Statistical analysis

CS Christian G. G. Schwab
MD Martin Nikolaus Dichter
MB Martin Berwig
ask Ask a question
Favorite

The descriptions of the participants, missing data, and item distribution were conducted using descriptive statistics. The analysis of the item difficulty was based on the proportion of responses endorsing the best and worst ratings (i.e., ceiling/floor effects). A corresponding effect was assumed conservatively, as long as the mean value of the item was in the lower end (upper 20%) of the respective item range.

For the analysis of the structural validity of the DEMQOL and DEMQOL-Proxy, as part of the construct validity, we used the MSA. The MSA is a useful tool for researchers who wish to construct unidimensional tests or use questionnaires that comprise multiple binary or polytomous items and enable the examination of reliability without the use of Cronbach’s alpha [29]. The MSA is a method of the non-parametric item response theory originating from assumptions of the unidimensionality of tests or scales, local independency and monotonicity [30]. The method is established in the context of scale development and has been widely used in QoL research [31, 32].

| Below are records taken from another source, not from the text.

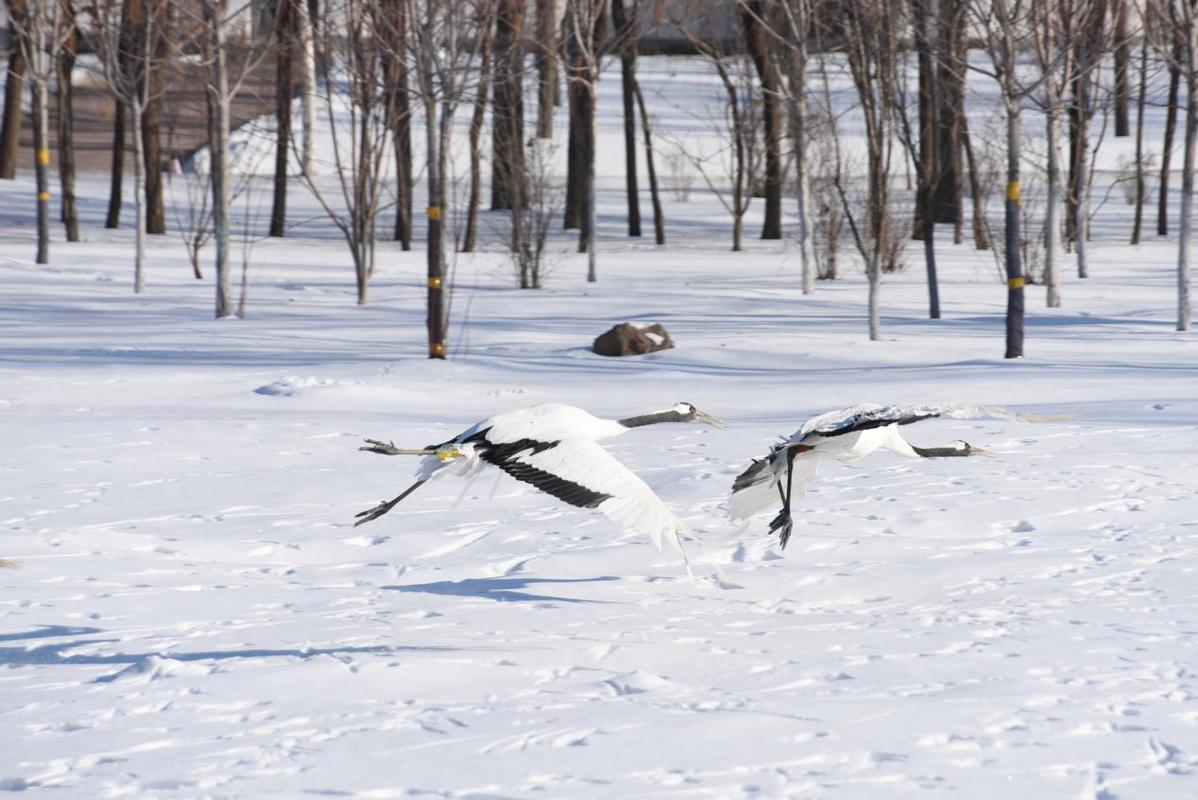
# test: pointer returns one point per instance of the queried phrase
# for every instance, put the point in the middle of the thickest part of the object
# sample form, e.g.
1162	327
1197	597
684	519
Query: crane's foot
782	525
381	448
374	513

The MSA provides additional information about the relationship between items. As an indicator of the internal correlation of each subscale, the MSA uses Loevinger’s H coefficient (HS). According to Sijtsma and Molenaar [33], the following interpretation of HS scores was applied to describe the scale: > 0.5 = “strong”, > 0.4 = “medium”, and >  0.3 = “weak”. The correlation of a single item to the other items of the scale is expressed by the value Hi. The Hi should be non-negative for the Mokken model to hold. Depending on the source, an Hi-value from 0 to 0.55 is recommended. We have fixed the Hi-value to the typically used minimum of > 0.3. Items that fall below this level have weak discrimination power and are not useful for this scale. The Hij designated the coefficient of two items.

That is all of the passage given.